There is, unfortunately, a lot of dishonesty and downright deceit in the craft distilling world. One example: about ninety-five percent of the rye whiskey sold in America comes from one distillery in Indiana but it’s sold under countless brands trying to convince you they make it from an old family recipe by the “small batch.” In our opinion, that’s disingenuous. What’s not dishonest: transparently sourcing spirits from other distilleries and crafting them in unique ways through blending, filtering, or aging them in barrels. It’s estimated, for example, that 60-70% of a whiskey’s flavor comes from the barrels it’s aged in. We, like you, want to know what we’re buying when we pull a bottle of “handcrafted” spirit off the shelf. So we would offer the following lesson in transparency. And really, who else would offer this much detail?
If you look on the back of a bottle of our Sloop Betty Handcrafted Wheat Vodka, you’ll notice the words “Produced and Bottled by Blackwater Distilling.” Those words are our honest acknowledgement that we do not distill the spirits that make up Sloop Betty, but we are transforming spirits distilled elsewhere into something uniquely delicious at our distillery.
When we set out to make Sloop Betty, we wanted to make a vodka that would stand out against other top-shelf vodkas with millions in marketing dollars behind them based on quality alone. To accomplish that, we did a number of recipe development distillations on our three-gallon Holstein still (the biggest still we could afford when we founded the company in the midst of the 2008 financial crisis!), and settled on a combination of organic wheat and organic sugar cane as our base. We then went in search of distillers who could make truly outstanding neutral spirits out of those two raw materials.

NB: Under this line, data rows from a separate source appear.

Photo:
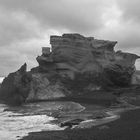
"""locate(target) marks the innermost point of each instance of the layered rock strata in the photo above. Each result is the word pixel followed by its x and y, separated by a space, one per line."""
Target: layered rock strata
pixel 74 65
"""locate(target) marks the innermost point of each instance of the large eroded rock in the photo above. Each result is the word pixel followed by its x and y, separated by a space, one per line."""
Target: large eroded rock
pixel 76 65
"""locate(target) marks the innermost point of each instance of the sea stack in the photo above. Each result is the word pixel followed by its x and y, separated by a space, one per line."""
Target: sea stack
pixel 74 65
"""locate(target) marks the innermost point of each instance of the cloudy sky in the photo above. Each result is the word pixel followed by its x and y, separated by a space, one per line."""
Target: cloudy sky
pixel 25 26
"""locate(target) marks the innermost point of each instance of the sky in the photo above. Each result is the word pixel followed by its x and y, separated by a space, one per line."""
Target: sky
pixel 26 25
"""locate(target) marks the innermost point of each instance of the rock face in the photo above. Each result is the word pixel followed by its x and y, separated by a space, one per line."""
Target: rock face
pixel 15 87
pixel 74 65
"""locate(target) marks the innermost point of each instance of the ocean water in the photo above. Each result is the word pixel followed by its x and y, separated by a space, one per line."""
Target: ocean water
pixel 19 122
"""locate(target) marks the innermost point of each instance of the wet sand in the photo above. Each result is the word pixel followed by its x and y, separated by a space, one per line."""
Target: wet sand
pixel 125 128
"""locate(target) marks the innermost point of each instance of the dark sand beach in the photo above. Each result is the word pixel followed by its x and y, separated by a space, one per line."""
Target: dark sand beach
pixel 125 128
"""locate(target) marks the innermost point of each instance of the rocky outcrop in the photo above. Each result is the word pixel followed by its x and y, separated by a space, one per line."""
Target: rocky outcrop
pixel 75 65
pixel 15 87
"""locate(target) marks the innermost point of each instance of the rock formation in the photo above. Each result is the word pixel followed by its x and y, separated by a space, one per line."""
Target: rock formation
pixel 73 66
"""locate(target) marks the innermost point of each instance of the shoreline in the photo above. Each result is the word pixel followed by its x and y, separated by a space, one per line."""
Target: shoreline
pixel 125 128
pixel 116 115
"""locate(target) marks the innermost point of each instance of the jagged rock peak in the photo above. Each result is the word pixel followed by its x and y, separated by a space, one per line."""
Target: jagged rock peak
pixel 78 40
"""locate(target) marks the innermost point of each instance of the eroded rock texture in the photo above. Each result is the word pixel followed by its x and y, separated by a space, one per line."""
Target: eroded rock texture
pixel 75 65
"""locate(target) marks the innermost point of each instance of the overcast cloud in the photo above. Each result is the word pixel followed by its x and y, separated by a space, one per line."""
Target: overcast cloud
pixel 25 26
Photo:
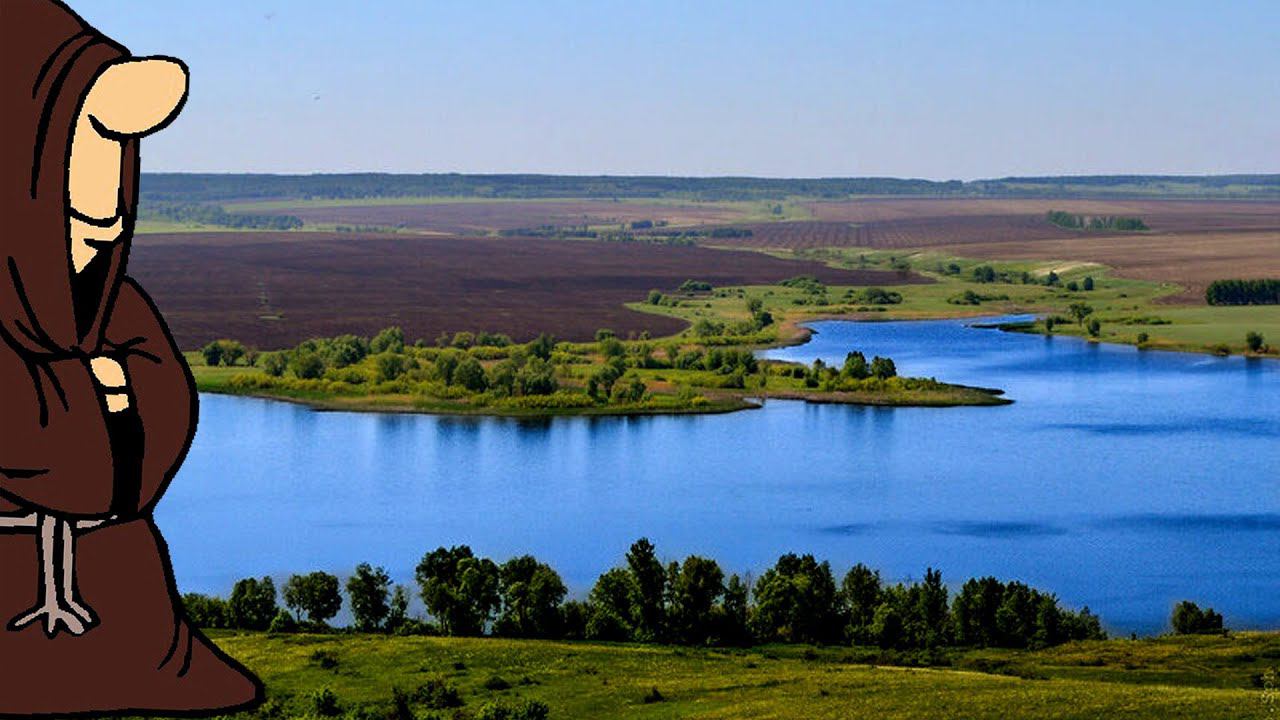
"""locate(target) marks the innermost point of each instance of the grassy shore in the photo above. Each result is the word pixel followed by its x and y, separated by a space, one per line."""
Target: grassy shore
pixel 1129 311
pixel 668 392
pixel 1161 678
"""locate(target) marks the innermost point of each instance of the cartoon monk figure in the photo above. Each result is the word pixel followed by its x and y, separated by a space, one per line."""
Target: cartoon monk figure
pixel 96 404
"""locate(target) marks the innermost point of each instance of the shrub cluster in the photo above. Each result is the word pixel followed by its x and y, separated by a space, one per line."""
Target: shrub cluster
pixel 1243 292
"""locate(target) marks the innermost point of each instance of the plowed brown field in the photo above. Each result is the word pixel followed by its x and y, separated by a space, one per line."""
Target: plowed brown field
pixel 274 290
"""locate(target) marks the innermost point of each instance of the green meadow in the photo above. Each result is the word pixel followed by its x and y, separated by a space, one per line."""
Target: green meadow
pixel 1161 678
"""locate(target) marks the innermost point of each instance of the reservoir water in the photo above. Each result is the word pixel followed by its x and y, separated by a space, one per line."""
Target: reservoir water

We found a distillery in Italy that makes a bright spirit from organic Italian red wheat with wonderful berry-like notes, and a distillery in Brazil that makes a clean sugar cane spirit with just a hint of sweetness and vanilla, which we use as an accent in our wheat vodka to naturally cut the burn usually found in grain-based spirits. Sloop Betty is a blend of those two spirits: 80% organic wheat, and 20% organic sugar cane. At the distillery, we lightly filter the combination of spirits through a blend of activated carbon that highlights, rather than eliminates, the berry notes from the organic wheat, and bring the vodka down to bottle proof with water from local aquifers that we filter on site.
On the back of a bottle of Picaroon Maryland Rum, you’ll see the words “Distilled and Bottled by Blackwater Distilling.” This is how we indicate that we are making Picaroon entirely from scratch, right here in Maryland. We start with a cane sugar that is as raw as you can get—nothing added, nothing removed—and a strain of yeast from the island of Martinique, which we ferment at Caribbean temperatures to bring out the tropical fruit aromas that are a signature of our rum. Click here to read more about the process we use to make Maryland’s most sippable rum.
In the future, you’ll see Blackwater Distilling products, particularly whiskies, some of which we’ll be making entirely from scratch at the distillery, and others where we’ll be adding our own touch to something born half a world away. Others will be collaborations with local breweries and wineries where we’re distilling an alcohol on-site that was mashed or fermented elsewhere. Our promise to you is that we’ll always be honest about what we’re doing, and you’ll always be able to tell from our packaging whether a product is “produced and bottled” or “distilled and bottled” by Blackwater Distilling.